Abstract

Proliferative and endoreduplicative cell cycles are used to variable extents during the ontogeny of individual organisms and in different evolutionary lineages. Chordate growth and development is typically dominated by proliferative cycles, but the urochordate, Oikopleura dioica, has systemically elaborated a number of endocycling modes to support rapid development and growth in an extraordinarily short chordate life cycle. Here, we identify the O. dioica cyclin and cyclin-dependent kinase (CDK) complements and assess their deployment with respect to mitotic, meiotic, and endoreduplicative life cycle phases. Oikopleura dioica's "transcriptional" cyclin and CDK complements are similar to other complex invertebrates, whereas both the "cell cycle" cyclin and CDK complements display astonishing amplifications centered on the cyclin D, cyclin B, and CDK1 families. Somatic endocycles in O. dioica involve downregulation of cyclins B and A, as in other endocycle model systems, but are also characterized by overlapping expression of an array of cyclin D isoforms.

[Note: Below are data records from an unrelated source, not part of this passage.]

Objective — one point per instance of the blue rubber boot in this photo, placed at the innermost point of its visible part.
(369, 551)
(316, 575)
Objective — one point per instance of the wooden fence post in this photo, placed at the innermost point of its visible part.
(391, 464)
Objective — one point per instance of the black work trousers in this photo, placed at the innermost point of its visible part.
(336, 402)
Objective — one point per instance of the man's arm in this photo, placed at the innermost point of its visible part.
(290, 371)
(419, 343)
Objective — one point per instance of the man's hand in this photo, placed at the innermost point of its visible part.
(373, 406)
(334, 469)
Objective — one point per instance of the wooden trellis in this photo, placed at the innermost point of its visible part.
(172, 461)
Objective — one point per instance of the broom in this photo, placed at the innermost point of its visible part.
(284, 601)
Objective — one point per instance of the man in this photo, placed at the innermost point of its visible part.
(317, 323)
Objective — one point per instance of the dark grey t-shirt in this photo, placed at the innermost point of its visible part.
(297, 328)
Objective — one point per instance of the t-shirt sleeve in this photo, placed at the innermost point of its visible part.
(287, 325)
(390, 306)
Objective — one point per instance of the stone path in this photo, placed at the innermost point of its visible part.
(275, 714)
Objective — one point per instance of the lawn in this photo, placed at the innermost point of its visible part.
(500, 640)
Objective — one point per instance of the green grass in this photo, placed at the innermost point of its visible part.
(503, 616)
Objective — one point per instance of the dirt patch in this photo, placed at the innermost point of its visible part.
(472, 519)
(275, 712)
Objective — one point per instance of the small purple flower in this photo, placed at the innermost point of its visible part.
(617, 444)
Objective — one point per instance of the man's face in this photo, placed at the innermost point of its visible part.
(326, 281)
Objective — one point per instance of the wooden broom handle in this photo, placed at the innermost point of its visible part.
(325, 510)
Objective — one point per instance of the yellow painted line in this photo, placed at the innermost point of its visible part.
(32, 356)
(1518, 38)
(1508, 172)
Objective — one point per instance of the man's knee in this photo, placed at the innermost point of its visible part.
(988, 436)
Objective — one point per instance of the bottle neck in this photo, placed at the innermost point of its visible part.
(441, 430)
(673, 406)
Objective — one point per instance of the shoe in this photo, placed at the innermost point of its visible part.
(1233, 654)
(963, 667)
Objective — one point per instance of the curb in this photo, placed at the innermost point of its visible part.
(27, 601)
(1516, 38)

Amplification of the mitotic CDK1 family to five paralogs, which continue to be expressed in endocycling phases, is unexpected as suppression of CDK1 activity is central to endocycle transitions in Drosophila and mammals. This amplification is unique among metazoans, and substitutions in odCDK1 paralogs in the nearly invariant cyclin interaction PSTAIRE helix show striking parallels to those in the only other known eukaryotic CDK1 paralogs, plant CDKA and CDKB. As plant CDK1 paralogs exhibit an expanded repertoire of cyclin partners, including cyclin D, the evolutionary coexpansion of odCDK1 and odCyclin D families suggests that multiple CDK1-cyclin D complexes may modulate spatiotemporal control of kinase activity and substrate specificity in diverse cell cycle variants.